Change multiple files by extension to UTF-8 without BOM:
$Utf8NoBomEncoding = New-Object System.Text.UTF8Encoding($False)
foreach($i in ls -recurse -filter "*.java") {
$MyFile = Get-Content $i.fullname
[System.IO.File]::WriteAllLines($i.fullname, $MyFile, $Utf8NoBomEncoding)
}
I figured this wouldn't be UTF, but I just found a pretty simple solution that seems to work...
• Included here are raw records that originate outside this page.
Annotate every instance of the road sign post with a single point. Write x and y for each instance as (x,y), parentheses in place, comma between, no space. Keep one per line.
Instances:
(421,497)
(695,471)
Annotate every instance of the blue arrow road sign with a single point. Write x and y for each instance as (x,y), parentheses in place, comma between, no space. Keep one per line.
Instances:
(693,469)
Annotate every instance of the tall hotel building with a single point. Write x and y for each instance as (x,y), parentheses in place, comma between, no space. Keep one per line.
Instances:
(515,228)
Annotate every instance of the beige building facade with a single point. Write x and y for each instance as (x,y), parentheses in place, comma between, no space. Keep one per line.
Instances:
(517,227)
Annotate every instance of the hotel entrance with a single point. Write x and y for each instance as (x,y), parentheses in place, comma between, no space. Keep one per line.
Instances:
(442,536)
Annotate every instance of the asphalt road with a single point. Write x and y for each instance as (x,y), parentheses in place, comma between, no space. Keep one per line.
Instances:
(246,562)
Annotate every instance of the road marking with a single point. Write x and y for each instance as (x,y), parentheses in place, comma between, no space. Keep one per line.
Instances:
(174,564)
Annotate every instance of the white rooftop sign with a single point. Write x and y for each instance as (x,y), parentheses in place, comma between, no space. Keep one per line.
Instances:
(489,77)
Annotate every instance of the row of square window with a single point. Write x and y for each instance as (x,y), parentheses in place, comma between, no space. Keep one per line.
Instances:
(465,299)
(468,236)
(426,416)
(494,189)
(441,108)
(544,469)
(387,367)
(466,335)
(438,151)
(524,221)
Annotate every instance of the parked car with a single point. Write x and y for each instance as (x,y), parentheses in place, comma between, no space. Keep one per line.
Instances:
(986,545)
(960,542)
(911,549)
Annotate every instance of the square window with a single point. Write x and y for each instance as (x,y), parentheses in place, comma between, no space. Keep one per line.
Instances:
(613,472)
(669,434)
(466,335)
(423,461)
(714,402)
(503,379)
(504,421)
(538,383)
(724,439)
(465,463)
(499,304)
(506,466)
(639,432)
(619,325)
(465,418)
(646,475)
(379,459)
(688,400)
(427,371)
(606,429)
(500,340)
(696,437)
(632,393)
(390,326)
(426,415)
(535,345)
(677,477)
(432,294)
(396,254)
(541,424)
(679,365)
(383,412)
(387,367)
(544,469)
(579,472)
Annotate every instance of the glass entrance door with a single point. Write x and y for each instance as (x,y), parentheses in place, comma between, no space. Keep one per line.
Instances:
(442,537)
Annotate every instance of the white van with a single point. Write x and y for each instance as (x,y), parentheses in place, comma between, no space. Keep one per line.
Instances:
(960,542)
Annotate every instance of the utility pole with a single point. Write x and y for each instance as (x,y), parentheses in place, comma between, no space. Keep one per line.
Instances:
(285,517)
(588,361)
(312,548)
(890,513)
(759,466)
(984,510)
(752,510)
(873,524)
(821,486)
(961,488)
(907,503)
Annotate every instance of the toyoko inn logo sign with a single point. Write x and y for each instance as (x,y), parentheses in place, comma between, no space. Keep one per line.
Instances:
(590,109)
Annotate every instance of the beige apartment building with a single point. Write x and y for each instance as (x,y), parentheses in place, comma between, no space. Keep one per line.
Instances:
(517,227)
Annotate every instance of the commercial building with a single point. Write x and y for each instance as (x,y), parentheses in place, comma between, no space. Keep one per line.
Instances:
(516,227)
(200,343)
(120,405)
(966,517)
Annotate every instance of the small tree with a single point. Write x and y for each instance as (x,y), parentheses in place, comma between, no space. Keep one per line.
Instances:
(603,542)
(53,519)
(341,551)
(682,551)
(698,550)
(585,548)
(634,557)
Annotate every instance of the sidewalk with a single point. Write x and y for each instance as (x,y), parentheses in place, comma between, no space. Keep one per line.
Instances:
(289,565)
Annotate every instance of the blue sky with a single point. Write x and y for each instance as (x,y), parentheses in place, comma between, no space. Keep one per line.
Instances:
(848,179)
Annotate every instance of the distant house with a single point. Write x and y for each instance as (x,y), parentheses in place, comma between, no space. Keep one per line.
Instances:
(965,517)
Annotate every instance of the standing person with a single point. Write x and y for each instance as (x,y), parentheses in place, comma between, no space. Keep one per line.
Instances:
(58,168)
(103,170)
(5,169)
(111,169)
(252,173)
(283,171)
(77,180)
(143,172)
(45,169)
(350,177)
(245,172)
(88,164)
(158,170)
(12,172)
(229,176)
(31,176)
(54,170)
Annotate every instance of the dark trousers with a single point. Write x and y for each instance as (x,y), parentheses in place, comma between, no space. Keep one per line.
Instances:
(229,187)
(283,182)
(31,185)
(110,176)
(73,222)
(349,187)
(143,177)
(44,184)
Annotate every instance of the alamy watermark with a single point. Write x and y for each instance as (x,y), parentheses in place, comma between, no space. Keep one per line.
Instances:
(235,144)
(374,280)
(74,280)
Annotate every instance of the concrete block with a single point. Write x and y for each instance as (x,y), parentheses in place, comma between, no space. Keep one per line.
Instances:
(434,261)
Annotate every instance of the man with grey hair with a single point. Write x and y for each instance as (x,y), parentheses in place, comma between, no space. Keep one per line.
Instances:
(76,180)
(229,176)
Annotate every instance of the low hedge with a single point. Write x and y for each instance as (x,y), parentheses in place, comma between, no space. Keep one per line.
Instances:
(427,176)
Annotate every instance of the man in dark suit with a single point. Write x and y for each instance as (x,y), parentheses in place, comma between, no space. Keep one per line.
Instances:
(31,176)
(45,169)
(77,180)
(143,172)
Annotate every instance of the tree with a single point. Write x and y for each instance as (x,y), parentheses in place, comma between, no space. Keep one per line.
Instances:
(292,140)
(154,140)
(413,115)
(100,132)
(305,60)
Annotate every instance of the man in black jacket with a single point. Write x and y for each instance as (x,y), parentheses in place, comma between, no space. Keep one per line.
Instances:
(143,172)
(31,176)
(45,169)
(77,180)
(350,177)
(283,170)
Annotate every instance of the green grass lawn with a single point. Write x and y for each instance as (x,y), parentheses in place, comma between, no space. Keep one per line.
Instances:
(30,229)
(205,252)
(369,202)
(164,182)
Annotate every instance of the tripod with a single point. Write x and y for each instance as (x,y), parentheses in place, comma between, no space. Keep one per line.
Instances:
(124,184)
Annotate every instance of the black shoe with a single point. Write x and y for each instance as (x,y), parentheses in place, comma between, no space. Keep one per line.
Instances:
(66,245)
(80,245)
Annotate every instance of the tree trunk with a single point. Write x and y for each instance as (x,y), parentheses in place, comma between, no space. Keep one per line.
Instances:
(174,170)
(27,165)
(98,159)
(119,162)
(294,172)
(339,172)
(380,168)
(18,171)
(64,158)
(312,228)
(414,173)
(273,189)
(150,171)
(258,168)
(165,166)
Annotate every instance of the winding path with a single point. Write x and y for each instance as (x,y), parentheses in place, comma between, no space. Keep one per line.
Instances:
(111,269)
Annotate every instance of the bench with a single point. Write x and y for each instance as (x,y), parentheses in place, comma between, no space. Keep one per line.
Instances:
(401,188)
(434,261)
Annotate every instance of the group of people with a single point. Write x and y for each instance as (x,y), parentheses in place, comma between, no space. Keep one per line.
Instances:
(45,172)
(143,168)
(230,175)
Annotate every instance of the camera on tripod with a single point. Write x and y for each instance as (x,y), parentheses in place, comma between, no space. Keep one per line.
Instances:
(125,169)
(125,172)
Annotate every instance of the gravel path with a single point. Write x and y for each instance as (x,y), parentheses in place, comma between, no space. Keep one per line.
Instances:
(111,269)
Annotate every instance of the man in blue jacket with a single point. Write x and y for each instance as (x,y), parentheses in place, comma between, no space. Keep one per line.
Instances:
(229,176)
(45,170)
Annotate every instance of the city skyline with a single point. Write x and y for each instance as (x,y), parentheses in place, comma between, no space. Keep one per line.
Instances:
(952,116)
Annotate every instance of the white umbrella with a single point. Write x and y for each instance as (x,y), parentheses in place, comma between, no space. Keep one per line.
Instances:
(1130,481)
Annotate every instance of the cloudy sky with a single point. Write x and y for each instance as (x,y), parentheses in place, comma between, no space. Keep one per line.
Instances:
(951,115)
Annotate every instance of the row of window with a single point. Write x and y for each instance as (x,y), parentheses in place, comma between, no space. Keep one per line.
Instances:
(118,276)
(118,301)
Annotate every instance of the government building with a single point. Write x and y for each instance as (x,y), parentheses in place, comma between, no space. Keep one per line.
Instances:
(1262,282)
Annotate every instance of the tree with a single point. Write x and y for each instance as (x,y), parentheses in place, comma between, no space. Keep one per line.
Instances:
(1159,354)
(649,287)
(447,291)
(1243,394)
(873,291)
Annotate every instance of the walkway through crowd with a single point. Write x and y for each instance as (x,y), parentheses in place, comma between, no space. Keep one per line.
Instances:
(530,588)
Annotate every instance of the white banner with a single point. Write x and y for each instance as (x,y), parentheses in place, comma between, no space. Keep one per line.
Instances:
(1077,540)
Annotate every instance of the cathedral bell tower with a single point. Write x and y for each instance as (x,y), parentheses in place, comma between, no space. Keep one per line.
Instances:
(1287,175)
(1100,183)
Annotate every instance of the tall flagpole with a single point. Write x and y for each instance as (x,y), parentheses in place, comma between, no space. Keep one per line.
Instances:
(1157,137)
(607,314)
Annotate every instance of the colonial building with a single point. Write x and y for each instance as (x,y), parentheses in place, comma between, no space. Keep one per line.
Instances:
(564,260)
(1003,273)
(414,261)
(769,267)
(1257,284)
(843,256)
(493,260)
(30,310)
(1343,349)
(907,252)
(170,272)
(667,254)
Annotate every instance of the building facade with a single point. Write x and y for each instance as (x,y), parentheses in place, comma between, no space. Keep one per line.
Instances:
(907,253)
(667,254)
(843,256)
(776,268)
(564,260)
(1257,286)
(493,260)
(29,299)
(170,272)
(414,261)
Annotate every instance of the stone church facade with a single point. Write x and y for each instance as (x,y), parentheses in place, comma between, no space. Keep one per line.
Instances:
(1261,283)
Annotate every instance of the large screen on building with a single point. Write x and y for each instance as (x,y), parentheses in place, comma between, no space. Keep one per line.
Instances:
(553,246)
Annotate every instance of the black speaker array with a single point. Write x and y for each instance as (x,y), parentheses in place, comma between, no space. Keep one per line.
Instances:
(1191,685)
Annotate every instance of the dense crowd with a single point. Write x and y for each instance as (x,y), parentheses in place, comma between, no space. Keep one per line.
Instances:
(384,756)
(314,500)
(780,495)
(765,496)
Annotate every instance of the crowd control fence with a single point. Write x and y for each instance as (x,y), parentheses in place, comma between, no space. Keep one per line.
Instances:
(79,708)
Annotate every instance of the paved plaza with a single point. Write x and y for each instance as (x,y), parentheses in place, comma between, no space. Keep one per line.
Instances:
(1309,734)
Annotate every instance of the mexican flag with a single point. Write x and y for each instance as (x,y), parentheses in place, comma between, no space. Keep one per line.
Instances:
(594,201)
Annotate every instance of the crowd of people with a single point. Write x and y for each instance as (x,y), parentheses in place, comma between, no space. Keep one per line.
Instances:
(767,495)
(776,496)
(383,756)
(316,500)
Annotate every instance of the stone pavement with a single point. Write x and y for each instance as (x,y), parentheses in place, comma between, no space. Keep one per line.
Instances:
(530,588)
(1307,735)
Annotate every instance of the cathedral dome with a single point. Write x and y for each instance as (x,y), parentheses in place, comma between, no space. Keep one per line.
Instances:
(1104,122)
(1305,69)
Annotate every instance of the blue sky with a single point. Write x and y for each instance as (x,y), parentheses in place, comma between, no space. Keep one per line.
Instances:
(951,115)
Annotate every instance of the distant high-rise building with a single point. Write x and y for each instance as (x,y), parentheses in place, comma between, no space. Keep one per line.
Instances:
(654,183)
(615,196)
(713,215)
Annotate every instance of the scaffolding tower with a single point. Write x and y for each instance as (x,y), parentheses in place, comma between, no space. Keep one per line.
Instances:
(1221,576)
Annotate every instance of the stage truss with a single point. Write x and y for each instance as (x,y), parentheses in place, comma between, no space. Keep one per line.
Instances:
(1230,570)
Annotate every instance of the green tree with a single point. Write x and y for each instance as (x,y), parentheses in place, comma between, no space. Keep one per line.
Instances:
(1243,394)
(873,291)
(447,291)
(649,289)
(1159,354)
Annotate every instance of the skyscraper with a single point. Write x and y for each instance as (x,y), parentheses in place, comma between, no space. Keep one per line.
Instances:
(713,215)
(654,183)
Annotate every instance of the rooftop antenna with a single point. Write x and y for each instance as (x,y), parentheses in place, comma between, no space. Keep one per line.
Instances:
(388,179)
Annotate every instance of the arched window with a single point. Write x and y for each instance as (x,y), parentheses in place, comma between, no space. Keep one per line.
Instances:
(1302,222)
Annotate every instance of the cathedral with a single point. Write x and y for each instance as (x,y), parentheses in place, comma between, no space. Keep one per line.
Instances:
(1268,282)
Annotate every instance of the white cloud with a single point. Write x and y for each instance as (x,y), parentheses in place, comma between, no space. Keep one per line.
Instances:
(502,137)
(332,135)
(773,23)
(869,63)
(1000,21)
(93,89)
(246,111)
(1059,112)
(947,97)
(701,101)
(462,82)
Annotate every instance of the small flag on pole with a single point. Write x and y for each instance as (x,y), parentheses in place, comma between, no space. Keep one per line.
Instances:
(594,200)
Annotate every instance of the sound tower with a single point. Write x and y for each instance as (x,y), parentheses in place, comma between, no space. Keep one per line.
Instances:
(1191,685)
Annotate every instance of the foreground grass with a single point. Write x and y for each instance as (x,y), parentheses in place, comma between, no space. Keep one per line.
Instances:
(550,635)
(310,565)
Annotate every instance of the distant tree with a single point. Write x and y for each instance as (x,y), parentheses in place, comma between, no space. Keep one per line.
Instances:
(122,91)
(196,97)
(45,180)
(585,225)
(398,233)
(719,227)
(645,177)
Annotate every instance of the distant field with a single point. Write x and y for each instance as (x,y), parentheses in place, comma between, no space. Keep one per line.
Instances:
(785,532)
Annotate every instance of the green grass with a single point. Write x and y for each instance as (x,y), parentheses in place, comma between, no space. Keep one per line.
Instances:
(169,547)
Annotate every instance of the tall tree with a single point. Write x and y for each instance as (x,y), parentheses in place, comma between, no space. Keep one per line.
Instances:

Get-Content path/to/file.ext | out-file -encoding ASCII targetFile.ext
For me this results in a utf-8 without bom file regardless of the source format.
When using Set-Content
instead of Out-File
, you can specify the encoding Byte
, which can be used to write a byte array to a file. This in combination with a custom UTF8 encoding which does not emit the BOM gives the desired result:
# This variable can be reused
$utf8 = New-Object System.Text.UTF8Encoding $false
$MyFile = Get-Content $MyPath -Raw
Set-Content -Value $utf8.GetBytes($MyFile) -Encoding Byte -Path $MyPath
The difference to using [IO.File]::WriteAllLines()
or similar is that it should work fine with any type of item and path, not only actual file paths.